First, IRE1 inhibition altered plaque cellular composition mainly by reducing the numbers of macrophages in the atherosclerotic lesions without altering apoptosis. We infer that this effect is likely to stem from reduction in CCL2, a strong macrophage chemoattractant, consistent with our observations in macrophages treated with IRE1 inhibitors. Alternatively, IRE1 modulators could impact macrophage clearance from lesions by phagocytosis of dying cells. We observed no change in the apoptotic cell counts in lesions, arguing against this possibility. Nevertheless, more detailed future studies are required to discriminate between these two possibilities.
Second, IRE1 inhibitor-treated mice displayed an increased collagen content in atherosclerotic lesions, which imparts tensile strength and elasticity to the plaques (54). However, we did not observe an increase in fibrous cap thickness on IRE1 inhibitor treatment. Because we observed no differences in the number of VSMCs in the lesions, the increased collagen deposition may be related to increased collagen folding and secretion, which is consequential to enhanced ER function coupled to reduced cleavage by MMPs. In fact, early in our study, we observed that MMP9 is regulated by IRE1, whereas another study reported RIDD-dependent collagen degradation during ER stress (55).
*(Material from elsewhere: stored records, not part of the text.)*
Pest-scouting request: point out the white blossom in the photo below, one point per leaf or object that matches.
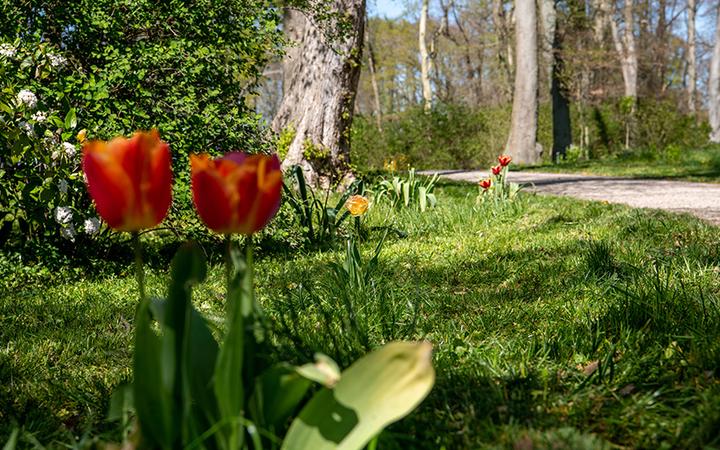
(63, 215)
(92, 225)
(39, 117)
(7, 50)
(68, 232)
(27, 127)
(70, 149)
(56, 60)
(28, 98)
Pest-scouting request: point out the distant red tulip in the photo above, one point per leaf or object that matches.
(237, 193)
(130, 180)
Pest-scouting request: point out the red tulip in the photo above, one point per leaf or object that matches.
(130, 180)
(237, 193)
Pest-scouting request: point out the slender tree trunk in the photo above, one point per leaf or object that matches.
(625, 47)
(320, 83)
(424, 57)
(522, 142)
(504, 48)
(376, 90)
(691, 56)
(714, 86)
(562, 130)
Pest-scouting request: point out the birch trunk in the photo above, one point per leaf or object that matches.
(548, 16)
(625, 47)
(523, 128)
(504, 48)
(691, 56)
(714, 87)
(376, 91)
(320, 83)
(424, 57)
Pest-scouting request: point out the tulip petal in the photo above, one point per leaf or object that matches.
(107, 183)
(211, 200)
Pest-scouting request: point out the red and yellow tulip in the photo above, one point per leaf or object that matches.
(357, 205)
(504, 160)
(237, 193)
(130, 180)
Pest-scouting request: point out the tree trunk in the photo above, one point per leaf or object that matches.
(625, 47)
(424, 57)
(548, 19)
(714, 86)
(376, 91)
(320, 82)
(691, 56)
(562, 130)
(523, 128)
(504, 48)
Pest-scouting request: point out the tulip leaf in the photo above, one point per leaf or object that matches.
(378, 389)
(278, 391)
(229, 385)
(152, 391)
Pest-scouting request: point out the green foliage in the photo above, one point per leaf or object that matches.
(284, 141)
(404, 192)
(319, 221)
(532, 308)
(190, 391)
(360, 311)
(112, 68)
(655, 126)
(450, 136)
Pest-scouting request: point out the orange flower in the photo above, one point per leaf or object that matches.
(130, 180)
(357, 205)
(237, 193)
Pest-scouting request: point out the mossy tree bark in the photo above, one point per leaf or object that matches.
(321, 73)
(522, 145)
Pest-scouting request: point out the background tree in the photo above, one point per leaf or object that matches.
(523, 127)
(321, 74)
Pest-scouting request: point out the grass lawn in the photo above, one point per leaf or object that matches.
(556, 323)
(691, 165)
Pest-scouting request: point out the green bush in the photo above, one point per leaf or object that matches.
(113, 67)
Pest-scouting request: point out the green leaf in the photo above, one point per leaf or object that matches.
(12, 440)
(378, 389)
(152, 391)
(71, 119)
(278, 391)
(324, 370)
(422, 192)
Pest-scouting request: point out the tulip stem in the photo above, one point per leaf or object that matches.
(139, 272)
(228, 263)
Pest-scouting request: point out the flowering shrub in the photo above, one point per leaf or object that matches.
(41, 186)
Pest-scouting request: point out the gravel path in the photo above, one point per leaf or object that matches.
(699, 199)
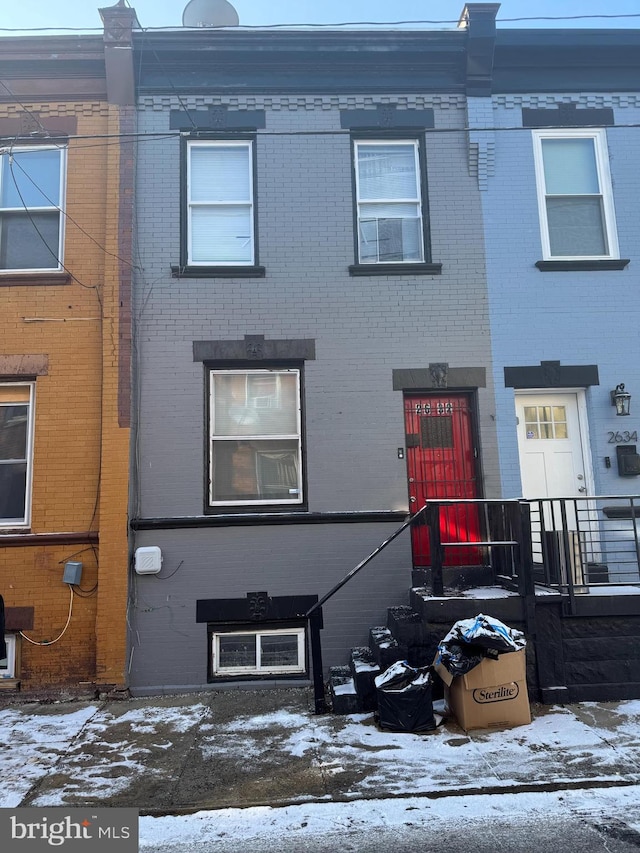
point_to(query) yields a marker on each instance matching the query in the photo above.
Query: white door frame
(583, 424)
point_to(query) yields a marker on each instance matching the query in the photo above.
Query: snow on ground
(31, 743)
(300, 821)
(576, 743)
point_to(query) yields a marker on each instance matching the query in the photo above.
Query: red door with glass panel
(441, 463)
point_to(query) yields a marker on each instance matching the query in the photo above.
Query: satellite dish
(209, 13)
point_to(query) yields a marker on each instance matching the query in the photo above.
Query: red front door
(441, 463)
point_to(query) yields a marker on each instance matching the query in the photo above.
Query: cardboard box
(493, 695)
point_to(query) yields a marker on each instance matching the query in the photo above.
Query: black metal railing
(566, 544)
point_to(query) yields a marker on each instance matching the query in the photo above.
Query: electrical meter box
(148, 560)
(72, 572)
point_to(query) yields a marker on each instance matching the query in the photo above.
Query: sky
(73, 14)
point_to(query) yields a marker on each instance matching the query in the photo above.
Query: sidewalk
(236, 748)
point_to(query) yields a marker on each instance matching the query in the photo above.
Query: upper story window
(574, 194)
(389, 201)
(32, 182)
(16, 451)
(255, 441)
(220, 205)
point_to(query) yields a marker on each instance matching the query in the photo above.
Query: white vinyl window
(255, 454)
(31, 201)
(8, 664)
(388, 197)
(16, 451)
(270, 652)
(574, 194)
(220, 203)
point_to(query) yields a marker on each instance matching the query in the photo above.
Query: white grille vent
(148, 560)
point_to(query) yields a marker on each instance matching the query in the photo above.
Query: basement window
(267, 652)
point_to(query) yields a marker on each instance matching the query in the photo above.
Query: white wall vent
(148, 560)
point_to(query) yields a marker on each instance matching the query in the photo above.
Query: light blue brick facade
(575, 317)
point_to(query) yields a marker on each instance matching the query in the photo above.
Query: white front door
(553, 464)
(550, 444)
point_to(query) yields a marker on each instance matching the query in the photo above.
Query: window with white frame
(32, 180)
(574, 194)
(264, 652)
(220, 209)
(389, 201)
(8, 664)
(255, 448)
(16, 450)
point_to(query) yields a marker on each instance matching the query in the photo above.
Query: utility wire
(70, 218)
(337, 24)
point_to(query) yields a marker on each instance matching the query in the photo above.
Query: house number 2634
(622, 437)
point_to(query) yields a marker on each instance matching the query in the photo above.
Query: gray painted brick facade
(364, 328)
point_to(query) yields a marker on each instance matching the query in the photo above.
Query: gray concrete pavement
(231, 748)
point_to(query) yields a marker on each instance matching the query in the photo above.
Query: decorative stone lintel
(24, 365)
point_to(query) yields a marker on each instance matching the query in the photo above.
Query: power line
(148, 136)
(336, 24)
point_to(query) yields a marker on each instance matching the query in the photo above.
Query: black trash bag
(405, 702)
(471, 640)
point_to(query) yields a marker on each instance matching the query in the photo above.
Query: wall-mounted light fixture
(621, 399)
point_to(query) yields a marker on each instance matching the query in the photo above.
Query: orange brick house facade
(65, 345)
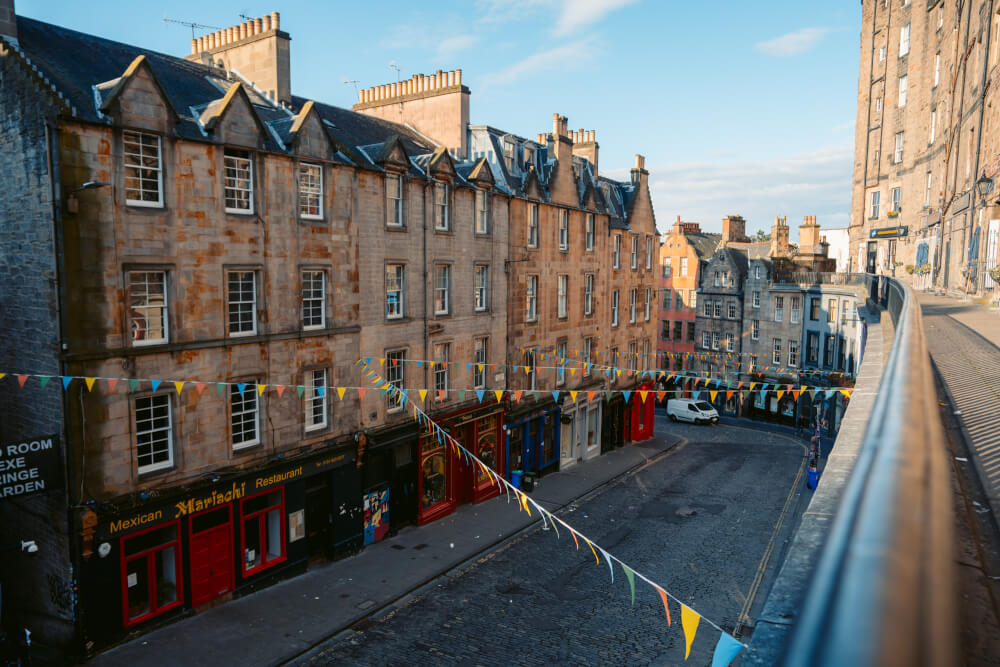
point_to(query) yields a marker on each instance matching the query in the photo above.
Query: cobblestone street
(698, 521)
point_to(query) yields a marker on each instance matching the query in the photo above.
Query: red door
(211, 555)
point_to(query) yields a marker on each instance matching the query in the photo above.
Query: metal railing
(876, 585)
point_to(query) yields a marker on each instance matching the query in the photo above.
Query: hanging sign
(30, 467)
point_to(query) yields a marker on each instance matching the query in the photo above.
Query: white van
(689, 410)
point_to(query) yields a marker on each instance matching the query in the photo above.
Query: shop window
(151, 565)
(263, 518)
(433, 474)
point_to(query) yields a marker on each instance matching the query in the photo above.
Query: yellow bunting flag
(689, 621)
(666, 605)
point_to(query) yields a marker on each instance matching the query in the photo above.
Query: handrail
(882, 590)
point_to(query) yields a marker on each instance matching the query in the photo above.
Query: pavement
(281, 622)
(963, 338)
(709, 521)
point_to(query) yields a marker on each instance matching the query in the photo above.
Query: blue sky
(738, 107)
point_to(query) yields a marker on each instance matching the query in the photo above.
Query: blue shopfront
(532, 440)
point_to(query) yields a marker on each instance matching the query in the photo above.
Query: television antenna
(191, 24)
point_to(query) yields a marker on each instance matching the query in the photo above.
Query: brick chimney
(734, 229)
(779, 238)
(585, 145)
(809, 243)
(436, 105)
(257, 49)
(8, 21)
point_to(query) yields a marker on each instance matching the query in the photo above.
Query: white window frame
(148, 428)
(313, 399)
(442, 220)
(588, 294)
(481, 352)
(238, 179)
(532, 225)
(394, 375)
(442, 368)
(531, 299)
(394, 204)
(481, 287)
(144, 174)
(140, 311)
(562, 289)
(398, 286)
(310, 190)
(248, 396)
(313, 297)
(241, 302)
(482, 212)
(442, 289)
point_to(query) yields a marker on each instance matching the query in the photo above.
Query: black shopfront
(195, 547)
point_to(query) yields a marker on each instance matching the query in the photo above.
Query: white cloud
(572, 15)
(792, 43)
(452, 45)
(813, 183)
(563, 57)
(577, 14)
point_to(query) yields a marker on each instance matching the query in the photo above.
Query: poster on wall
(376, 514)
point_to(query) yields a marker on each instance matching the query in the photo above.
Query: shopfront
(389, 481)
(533, 439)
(215, 541)
(447, 478)
(580, 429)
(642, 412)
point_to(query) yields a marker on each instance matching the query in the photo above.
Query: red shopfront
(641, 412)
(447, 479)
(213, 543)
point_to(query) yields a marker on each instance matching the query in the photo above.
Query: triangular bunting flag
(689, 621)
(726, 650)
(631, 580)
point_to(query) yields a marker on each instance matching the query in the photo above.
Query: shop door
(211, 555)
(319, 516)
(872, 255)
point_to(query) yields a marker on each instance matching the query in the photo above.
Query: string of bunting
(727, 646)
(481, 394)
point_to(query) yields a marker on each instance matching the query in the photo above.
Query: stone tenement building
(683, 252)
(194, 260)
(928, 128)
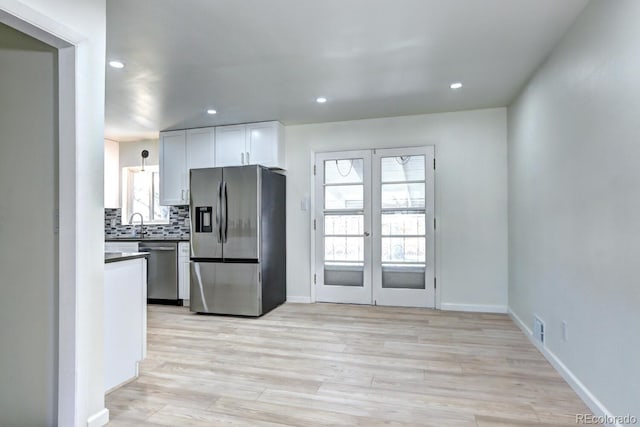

Both observations lend support to our findings and substantiate our hypotheses.
Third, the results from our RNA-seq analyses in macrophages that were treated with IRE1 inhibitors strongly hinted at IRE1’s involvement in the production of several proatherogenic cytokines, chemokines, and their receptors, including IL-1β, CCL2, and chemokine receptor 2. Indeed, IRE1, through XBP1s, regulates Il-1β and Ccl2 mRNA induction in lipid-stressed macrophages. Moreover, oxidative stress can activate NF-κB and production of CCL2, resulting in the recruitment of monocytes to a growing plaque (7).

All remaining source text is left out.